The Australian Competition and Consumer Commission (ACCC) has announced it will not oppose Virgin Australia’s bid to take a 60 per cent stake in rival budget carrier Tiger Airways.

Virgin, the nation’s second largest domestic airline operator, will now inject $62.5 million into the Tiger business.

The ACCC’s Chair, Rod Sims, said the commission was satisfied the proposal would not represent a threat to competition in the market.

“The ACCC’s view is that this acquisition is unlikely to lead to a substantial lessening of competition in the Australian market for domestic air passenger transport services,” Mr Sims said.

Mr Sims said that Tiger’s financial history was a major factor in allowing the proposed acquisition to go ahead.

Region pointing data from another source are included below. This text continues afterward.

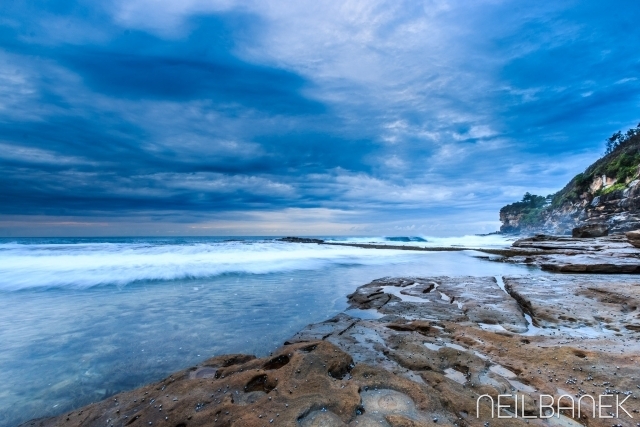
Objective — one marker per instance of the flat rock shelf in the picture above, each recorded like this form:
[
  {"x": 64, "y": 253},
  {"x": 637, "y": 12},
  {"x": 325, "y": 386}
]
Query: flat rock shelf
[{"x": 416, "y": 351}]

“In making this assessment the ACCC had particular regard to Tiger Australia’s history of poor financial and operational performance. In six years in Australia, Tiger has never made an operating profit, and its current losses are large. These losses remain a big drag on the entire Tiger group,” Mr Sims concluded.

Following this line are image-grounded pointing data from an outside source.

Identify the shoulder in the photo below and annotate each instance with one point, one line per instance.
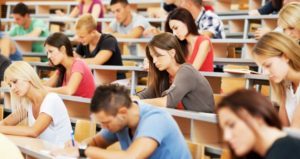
(52, 97)
(37, 22)
(78, 61)
(150, 112)
(186, 68)
(108, 37)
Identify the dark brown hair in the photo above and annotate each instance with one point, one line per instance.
(185, 17)
(256, 105)
(109, 98)
(158, 81)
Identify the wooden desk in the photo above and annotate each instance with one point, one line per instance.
(33, 147)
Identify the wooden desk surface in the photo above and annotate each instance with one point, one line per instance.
(33, 147)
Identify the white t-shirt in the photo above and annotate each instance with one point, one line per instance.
(137, 20)
(59, 131)
(292, 101)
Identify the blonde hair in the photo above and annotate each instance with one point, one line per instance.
(289, 16)
(278, 44)
(86, 21)
(22, 71)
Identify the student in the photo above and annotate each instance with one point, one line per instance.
(9, 50)
(97, 48)
(46, 113)
(93, 7)
(208, 23)
(4, 63)
(252, 128)
(272, 6)
(168, 76)
(286, 23)
(135, 126)
(290, 24)
(279, 56)
(26, 26)
(73, 76)
(198, 48)
(126, 24)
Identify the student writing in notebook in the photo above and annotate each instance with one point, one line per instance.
(168, 76)
(46, 113)
(73, 76)
(279, 57)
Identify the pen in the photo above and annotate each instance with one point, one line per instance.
(72, 137)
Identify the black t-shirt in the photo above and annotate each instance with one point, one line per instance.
(4, 63)
(286, 147)
(106, 42)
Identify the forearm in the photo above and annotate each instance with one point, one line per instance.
(94, 152)
(160, 102)
(60, 90)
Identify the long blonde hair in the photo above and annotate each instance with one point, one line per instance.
(289, 16)
(278, 44)
(23, 71)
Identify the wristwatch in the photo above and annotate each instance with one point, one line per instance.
(82, 150)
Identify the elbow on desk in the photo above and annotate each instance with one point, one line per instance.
(69, 92)
(32, 133)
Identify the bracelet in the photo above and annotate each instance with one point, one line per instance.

Tiger’s CEO, Koay Peng Yen, said that the new venture will result in a stronger financial position for the company, and would see an improvement in operational management and procurement.

“We are delighted to receive the green  light from the ACCC on this transaction. With this approval in place, we can now look forward to commencing discussions with Virgin on our plans to grow Tiger Australia, and enable it to compete more effectively in the Australia’s budget carrier space.” Mr Yen said.

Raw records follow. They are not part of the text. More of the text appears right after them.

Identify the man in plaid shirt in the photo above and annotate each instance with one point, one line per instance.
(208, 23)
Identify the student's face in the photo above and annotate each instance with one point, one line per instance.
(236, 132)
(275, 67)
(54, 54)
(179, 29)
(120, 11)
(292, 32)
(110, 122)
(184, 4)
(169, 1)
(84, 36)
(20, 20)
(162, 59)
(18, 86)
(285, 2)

Virgin’s Chief Executive Officer, John Borghetti, said that the company was pleased by the decision to approve the acquisition, which was first proposed in October last year.

“We are very pleased to receive clearance from the ACC for the proposed acquisition,” Mr Borghetti said.

“By partnering with Tiger Airways, we can use our local expertise to build a sustainable budget carrier, which will offer great value airfares and benefit jobs and tourism in Australia.”

The proposed acquisition is still subject to final regulatory approval from the Foreign Investment Review Board.